The patient-centric health approach is an inevitable evolution in the healthcare industry that is happening faster than expected. Recent changes in regulations, coupled with new technological advancements and the speedy adoption by caregivers and patients of these new technologies, have created an infinite amount of opportunities for disrupting and ultimately improving the healthcare industry.

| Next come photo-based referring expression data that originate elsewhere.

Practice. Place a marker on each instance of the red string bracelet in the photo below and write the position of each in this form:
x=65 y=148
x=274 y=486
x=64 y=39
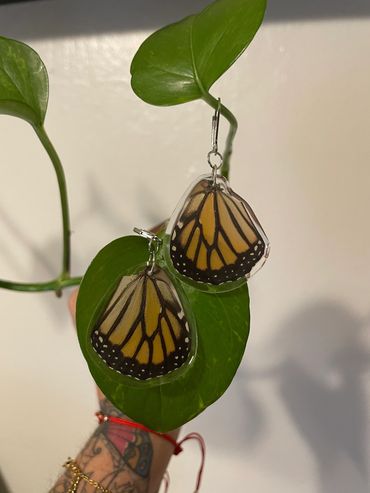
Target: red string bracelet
x=102 y=418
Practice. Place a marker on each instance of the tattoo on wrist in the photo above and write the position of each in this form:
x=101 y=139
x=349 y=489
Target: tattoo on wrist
x=116 y=456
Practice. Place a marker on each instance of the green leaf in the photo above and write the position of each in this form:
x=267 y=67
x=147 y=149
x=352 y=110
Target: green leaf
x=24 y=87
x=222 y=324
x=180 y=62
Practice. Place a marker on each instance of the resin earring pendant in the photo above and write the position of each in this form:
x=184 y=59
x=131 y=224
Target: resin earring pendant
x=215 y=237
x=143 y=332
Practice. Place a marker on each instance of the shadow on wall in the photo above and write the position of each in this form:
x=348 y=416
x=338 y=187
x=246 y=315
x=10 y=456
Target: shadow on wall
x=54 y=18
x=319 y=378
x=3 y=486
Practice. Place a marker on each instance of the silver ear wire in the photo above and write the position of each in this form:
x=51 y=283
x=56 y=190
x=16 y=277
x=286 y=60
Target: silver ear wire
x=154 y=245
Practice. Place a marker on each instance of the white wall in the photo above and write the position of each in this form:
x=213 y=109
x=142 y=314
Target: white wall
x=295 y=417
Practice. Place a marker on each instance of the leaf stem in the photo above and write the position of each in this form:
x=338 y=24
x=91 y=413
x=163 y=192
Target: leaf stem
x=49 y=148
x=54 y=285
x=226 y=113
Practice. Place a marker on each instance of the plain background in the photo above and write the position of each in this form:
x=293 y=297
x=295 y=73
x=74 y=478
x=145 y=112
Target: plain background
x=296 y=416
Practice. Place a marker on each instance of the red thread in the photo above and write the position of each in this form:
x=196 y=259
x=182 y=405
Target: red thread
x=114 y=419
x=177 y=445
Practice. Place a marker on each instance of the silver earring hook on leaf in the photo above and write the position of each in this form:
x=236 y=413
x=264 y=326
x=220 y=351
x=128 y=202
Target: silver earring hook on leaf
x=214 y=157
x=154 y=246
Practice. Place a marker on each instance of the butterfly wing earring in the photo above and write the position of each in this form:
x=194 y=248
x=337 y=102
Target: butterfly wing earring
x=143 y=332
x=215 y=238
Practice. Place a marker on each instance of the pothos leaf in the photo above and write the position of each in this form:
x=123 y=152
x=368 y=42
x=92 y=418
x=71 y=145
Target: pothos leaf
x=180 y=62
x=222 y=325
x=24 y=87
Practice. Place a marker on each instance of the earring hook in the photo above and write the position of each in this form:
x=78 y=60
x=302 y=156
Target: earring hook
x=214 y=157
x=215 y=127
x=154 y=245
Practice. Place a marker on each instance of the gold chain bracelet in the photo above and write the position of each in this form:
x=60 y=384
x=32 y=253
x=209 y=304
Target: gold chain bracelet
x=79 y=476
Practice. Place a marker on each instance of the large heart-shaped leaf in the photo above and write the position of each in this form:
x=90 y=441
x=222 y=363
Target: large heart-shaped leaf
x=222 y=325
x=180 y=62
x=24 y=87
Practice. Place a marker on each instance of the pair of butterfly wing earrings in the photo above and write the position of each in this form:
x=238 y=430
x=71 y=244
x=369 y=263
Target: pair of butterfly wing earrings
x=214 y=239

Below are three categories of digital health startups that rightfully put patients at the center of their business and build products and services that serve unmet patient needs:
1) Telemedicine Services: Telemedicine is modernizing healthcare. Companies such as Doctor on Demand, which connects patients to physicians via mobile or web video chat, and First Opinion, which matches patients with doctors for unlimited medical text messaging, deliver healthcare services to broader groups. These companies are democratizing medicine by eliminating limitations of distance to a doctor’s office, difficulty of scheduling an appointment, and high costs of doctor visits. Telemedicine companies enable 24/7 access to doctors for primary health issues. That is a powerful disruption to the healthcare industry!
These telemedicine companies each offer slightly different services and are priced differently. Doctor on Demand offers video calls with doctors and charges $40 per session. This price is on par with most insurance co-pays and cheaper than most urgent care as stated by Adam Jackson, the Co-Founder and CEO of Doctor on Demand. First Opinion’s texting service is free for all unless you desire a response from a doctor under 5 minutes, in which case you can upgrade and subscribe to the premium version for $9 per month.
“There are 1.2 billion ambulatory care visits every year, and the vast majority of people are walking in for something like colds or urinary tract infections that are very amenable to an initial consult over video,” says Adam Jackson. If telemedicine companies could decrease these visits by 10-30%, there would be significant cost saving for the healthcare system and much time saving for patients.
2) Digital Therapeutic Solutions: Whereas telemedicine companies want to offer quick access to doctors for basic health questions, digital therapeutic companies aim to bring medicine to your home to address more chronic health issues (e.g. diabetes, depression, back pain) and permanent behavioral changes. Digital therapeutic companies utilize mobile and web technologies to bring clinically proven programs to patients more conveniently and cost effectively. Most of these companies also have a coaching system in place to help patients stick to their programs.
As Sean Duffy, the CEO and Co-Founder of Omada Health, finds that for any digital therapeutic to be clinically meaningful, the provider needs to clear two significant hurdles. One, the provider needs to genuinely engage and inspire the patient, both initially and over time. Two, the provider must unequivocally demonstrate efficacy of its programs to the medical community by rooting itself in the best science and by producing clinically-significant outcomes.
Omada, which raised $23 million Led by Andreessen Horowitz, is a pioneer in digital therapeutic solutions, offering a 16-week web-based program combined with coaching for pre-diabetes individuals. Another company in this category is ThriveOn, which offers 8 to 12 week personalized programs that are based on cognitive behavioral therapy (CBT) to users with mental health issues. Other companies such as Reflection Health have reimagined physical therapy by offering customized programs and interactive online tools to make physical rehabilitation engaging, effective, and affordable.
3) Patient Engagement Portals: Engaging and educating patients beyond a doctor visit or post-surgery has become an important topic in the healthcare system. The goal is to offer tools and technologies that facilitate communication with patients beyond the hospital environment, educate them about their health situation, empower them to stick to their medications and diet, and help them monitor their recovery.
Due to the Affordable Care Act, the 30-day readmission rate has become a significantly more important figure for health centers and hospital executives to monitor and manage. Prior to this, hospitals were paid piecemeal for every admission and procedure during patients’ stays. Now hospitals are penalized when patients return within 30 days for the same problem or because of a complication from their previous stay.
As a result, many health providers have started using technology to address patients’ needs after an operation or after an office visit with their physician. Startups that are offering patient engagement tools and technologies include: HealthLoop, Self Health Network, and Wellframe.
The companies in the three categories above will be changing the relationship between patients and their physicians, care teams, and hospitals forever. I’m curious to hear your insight and opinion about the points above and your experience using any of these services. Please share your view below.